Sen. Joseph Abruzzo could not get enough signatures to save a bill against LGBT discrimination after a tie vote in the Senate judiciary committee. Abruzzo plans to reintroduce the bill next year. SPECIAL TO THE ORACLE

A ban on discrimination against the LGBT community failed in the Florida Legislature Tuesday. The bill, known as SB 120, was designed to add sexual orientation to Florida’s civil rights laws. 

After a 5-5 vote on Monday, bill sponsor Sen. Joseph Abruzzo had one more day to get other senators in the Senate Judiciary Committee to sign the bill. 

No other senators did.

The existing civil rights laws protect people based on race, color, religion, sex, pregnancy, national origin, age, handicap or marital status “to protect their interest in personal dignity, to make available to the state their full productive capacities, to secure the state against domestic strife and unrest, to preserve the public safety, health, and general welfare, and to promote the interests, rights and privileges of individuals within the state,” according to Florida statute.

This legislation came with the Florida Civil Act of 1992.

Major opposition to the bill came from concerns about male predators posing as women in order to gain access to female facilities, such as restrooms and locker rooms. One of the senators opposed to the bill is Sen. Jeff Brandes, who feels that more discussion is needed about the bill.

“I understand where my constituency is on this issue, and I understand that we want a resolution,” Brandes said in an interview with the Tampa Bay Times. 

Abruzzo believes the change will come eventually, even if it isn’t right now.

“I think you see the movement changing and just as civil rights generally takes some time to move,” Abruzzo said in an interview with the Tampa Bay Times. “Ultimately, this will not be an issue one day because this will be the law of the land in Florida.”

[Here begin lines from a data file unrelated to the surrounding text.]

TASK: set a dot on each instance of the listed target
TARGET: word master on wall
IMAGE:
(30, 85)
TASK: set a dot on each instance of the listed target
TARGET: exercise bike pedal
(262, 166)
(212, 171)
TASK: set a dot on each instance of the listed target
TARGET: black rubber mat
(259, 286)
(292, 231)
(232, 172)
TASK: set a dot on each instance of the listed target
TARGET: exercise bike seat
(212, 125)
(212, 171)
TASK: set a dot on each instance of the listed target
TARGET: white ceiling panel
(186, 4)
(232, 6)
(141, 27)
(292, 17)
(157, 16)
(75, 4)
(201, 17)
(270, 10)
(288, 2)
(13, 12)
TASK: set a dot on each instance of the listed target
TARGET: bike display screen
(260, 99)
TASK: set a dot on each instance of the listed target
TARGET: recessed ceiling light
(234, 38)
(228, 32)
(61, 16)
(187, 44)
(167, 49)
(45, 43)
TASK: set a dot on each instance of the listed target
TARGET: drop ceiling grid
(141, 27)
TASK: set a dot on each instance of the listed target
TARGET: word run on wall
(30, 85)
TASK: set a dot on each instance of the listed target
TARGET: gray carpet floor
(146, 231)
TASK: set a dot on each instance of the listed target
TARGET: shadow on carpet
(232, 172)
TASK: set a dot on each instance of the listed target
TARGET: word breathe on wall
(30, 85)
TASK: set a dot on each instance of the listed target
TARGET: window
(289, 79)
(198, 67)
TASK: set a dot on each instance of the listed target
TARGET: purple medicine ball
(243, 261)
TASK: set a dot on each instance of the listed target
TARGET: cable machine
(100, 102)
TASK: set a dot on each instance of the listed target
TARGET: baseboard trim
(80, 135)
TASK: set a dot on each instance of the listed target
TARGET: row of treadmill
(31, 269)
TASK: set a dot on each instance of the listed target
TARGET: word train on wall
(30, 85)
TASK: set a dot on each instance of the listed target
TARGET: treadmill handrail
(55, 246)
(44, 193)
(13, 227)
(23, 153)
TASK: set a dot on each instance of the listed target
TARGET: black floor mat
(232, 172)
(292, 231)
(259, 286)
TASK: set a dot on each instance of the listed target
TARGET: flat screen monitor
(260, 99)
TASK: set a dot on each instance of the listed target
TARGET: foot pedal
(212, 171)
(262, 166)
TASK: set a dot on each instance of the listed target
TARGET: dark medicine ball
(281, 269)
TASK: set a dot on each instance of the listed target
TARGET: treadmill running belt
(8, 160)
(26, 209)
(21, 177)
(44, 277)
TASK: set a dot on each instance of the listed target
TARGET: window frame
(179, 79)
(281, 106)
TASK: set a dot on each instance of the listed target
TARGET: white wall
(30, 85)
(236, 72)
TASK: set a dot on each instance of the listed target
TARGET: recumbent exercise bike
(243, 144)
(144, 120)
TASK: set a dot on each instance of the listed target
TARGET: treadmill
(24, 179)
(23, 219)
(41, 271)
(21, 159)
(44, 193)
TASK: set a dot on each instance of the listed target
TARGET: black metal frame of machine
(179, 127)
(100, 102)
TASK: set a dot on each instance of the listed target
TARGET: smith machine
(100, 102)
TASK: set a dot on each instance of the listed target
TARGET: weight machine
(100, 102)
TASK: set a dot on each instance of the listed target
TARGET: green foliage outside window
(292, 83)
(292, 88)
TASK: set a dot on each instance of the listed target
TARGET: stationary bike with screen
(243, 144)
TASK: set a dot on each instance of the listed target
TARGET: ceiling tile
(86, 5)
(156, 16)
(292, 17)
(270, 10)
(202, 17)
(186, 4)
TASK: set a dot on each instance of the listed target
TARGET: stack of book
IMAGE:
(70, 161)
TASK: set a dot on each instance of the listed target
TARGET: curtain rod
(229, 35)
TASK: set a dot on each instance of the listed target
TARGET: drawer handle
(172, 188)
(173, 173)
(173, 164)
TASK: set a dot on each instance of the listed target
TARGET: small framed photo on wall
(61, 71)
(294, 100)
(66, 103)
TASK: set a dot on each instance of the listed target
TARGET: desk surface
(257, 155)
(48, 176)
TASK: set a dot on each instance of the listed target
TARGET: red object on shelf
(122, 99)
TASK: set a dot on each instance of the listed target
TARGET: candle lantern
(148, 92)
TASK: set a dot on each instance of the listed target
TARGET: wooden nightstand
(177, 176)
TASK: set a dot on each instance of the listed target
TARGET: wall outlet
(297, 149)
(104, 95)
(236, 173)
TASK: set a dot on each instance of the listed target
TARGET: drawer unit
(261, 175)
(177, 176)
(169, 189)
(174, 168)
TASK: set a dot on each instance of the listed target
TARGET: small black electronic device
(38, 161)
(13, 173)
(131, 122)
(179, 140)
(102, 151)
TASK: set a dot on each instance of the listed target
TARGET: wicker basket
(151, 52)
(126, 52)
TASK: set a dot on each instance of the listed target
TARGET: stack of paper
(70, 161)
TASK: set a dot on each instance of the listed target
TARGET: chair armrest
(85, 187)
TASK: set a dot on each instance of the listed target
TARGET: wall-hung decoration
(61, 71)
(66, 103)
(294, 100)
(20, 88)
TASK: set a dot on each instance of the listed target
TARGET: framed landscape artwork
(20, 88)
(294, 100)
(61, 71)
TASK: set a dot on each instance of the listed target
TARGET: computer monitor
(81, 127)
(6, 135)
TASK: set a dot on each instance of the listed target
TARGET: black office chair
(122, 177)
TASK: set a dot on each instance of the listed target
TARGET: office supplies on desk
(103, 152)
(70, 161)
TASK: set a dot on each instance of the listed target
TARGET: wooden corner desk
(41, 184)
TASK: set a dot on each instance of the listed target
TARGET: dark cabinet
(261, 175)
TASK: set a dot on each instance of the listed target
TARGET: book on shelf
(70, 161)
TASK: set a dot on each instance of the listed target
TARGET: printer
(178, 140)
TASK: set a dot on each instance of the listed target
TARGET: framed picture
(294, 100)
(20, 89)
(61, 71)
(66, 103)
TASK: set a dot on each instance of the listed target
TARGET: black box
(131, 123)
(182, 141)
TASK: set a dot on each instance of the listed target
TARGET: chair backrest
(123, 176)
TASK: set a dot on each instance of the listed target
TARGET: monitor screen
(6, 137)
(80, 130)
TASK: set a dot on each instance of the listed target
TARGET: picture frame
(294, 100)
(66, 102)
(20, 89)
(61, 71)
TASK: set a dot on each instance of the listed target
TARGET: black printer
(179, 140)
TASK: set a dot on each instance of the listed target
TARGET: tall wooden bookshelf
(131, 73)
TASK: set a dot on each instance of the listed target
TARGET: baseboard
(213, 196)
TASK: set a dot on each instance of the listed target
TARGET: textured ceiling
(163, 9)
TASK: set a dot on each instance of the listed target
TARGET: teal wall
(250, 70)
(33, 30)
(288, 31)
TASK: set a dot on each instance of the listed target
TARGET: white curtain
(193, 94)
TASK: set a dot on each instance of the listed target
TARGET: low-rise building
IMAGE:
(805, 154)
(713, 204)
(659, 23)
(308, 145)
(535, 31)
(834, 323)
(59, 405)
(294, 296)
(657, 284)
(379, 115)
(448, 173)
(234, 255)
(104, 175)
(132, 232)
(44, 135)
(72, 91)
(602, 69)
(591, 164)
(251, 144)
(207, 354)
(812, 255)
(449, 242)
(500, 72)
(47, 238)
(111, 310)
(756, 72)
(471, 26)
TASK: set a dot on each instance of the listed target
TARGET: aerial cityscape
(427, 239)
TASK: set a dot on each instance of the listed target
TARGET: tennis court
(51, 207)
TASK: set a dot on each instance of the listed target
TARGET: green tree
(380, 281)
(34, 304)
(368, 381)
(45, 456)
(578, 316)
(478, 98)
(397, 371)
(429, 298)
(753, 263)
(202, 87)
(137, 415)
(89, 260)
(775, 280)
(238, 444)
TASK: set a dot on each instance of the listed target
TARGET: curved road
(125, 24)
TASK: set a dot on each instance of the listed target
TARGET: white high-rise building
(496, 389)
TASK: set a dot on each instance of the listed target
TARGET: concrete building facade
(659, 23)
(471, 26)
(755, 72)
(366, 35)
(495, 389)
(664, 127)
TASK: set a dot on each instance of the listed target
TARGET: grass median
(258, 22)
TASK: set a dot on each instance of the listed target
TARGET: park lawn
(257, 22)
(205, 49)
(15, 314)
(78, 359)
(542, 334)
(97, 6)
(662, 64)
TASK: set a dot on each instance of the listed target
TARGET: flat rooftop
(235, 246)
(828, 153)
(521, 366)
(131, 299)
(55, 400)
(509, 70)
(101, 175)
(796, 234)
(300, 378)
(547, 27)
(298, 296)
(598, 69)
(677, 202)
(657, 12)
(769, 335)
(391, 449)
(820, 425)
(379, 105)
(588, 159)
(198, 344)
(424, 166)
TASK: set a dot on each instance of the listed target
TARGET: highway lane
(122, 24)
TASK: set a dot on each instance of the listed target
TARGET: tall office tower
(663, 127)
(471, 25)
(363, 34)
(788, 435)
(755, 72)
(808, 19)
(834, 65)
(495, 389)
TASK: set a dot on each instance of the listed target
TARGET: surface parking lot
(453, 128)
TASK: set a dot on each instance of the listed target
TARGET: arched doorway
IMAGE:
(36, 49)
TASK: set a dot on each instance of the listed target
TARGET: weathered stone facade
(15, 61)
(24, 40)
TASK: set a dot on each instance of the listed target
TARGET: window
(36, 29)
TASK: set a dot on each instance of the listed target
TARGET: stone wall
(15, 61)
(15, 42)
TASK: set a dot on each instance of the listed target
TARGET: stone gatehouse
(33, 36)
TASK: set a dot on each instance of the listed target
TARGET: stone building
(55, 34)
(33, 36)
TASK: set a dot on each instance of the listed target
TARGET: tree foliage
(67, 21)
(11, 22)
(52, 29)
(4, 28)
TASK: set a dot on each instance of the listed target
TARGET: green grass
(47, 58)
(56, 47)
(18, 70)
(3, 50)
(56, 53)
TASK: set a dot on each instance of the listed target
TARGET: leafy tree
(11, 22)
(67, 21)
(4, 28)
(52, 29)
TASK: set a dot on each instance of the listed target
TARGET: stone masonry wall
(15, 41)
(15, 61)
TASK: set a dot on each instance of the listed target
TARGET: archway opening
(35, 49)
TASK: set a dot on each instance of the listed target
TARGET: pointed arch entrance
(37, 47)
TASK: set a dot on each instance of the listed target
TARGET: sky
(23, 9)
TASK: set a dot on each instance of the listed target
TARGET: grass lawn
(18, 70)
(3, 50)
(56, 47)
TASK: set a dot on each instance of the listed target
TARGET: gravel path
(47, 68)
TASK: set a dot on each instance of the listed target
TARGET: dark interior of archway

Abruzzo plans to reintroduce the bill next year. The effort this year came in part with support from companies like Tech Data. According to an article in the Tampa Bay Business Journal, Tech Data, Home Shopping Network and Carlton Fields have been in support of anti-discrimination legislation for the LGBT community since 2014. 

“We do come out disappointed by the progress, or lack of progress in the last week,” John Tonnison, Tech Data’s chief information officer, told the Times.